有开阔的眼界,就有通盘推算全局的本能。
况且,这数月来,郭宁本身又在不断成长。
自他在馈军河集众,到现在才短短七个月。但这七个月里,郭宁每一个决定所涉及的人命,乃至他所承担的压力,所肩负的责任,都超过此前二十年。
面对着巨大的压力,面对着那么多将士和部下们的期待,郭宁在不断的成长。
便如此刻,虽然定海军的大政,已经确定为广积粮、高筑墙,以自厚实力,静观时局的发展。
但静观并非完全的袖手旁观,一心经营,更不是把眼光完全限制在登、莱、宁海三州。
自古以来天下板荡、大国争锋的时候,各方势力也不只埋头耕战,更有纵横捭阖,以种种奇峰突起,推动全局的变化。所谓不谋全局者,不足谋一域,是也。
郭宁之所以把自家重要的部下杜时升和李云等人留在中都大兴府,就是因为留着这条线,给他提供谋全局的可能。而谋全局的结果,很有可能对一隅之地的未来产生影响。
在那场大梦中,郭宁曾经看到过历史,他看到过历史的开端,看到它的过程,也看到了最后的结局。
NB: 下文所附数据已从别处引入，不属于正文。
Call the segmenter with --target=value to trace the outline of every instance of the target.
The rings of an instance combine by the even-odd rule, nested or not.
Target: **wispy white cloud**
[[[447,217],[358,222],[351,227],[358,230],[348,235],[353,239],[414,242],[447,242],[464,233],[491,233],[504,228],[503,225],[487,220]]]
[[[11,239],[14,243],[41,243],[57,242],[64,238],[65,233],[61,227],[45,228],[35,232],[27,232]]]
但不久前郭宁做了个决定。这个决定,依托王处一的担保,依托重玄子在中都的牵线搭桥,依托杜时升在各方势力间的周旋打探,更依托于定海军在山东击退蒙古军以后,对整个大局产生的微妙影响。
这个决定一旦付诸实施,将会把微妙的局势一口气推向明朗,说是翻天覆地也不为过。
郭宁的性格果决异常,他在战场上面临生死,也从没有半点犹豫,眼都不带眨一下的。但这个决定与战场无关,允许郭宁反复盘算的时间太多了,反而让郭宁有些不习惯了。
他和移剌楚材两人,为此关起门来密议过好多回。其实此刻相关的命令已经颁下,相应的人手,也已登舟出发,可郭宁却依然患得患失。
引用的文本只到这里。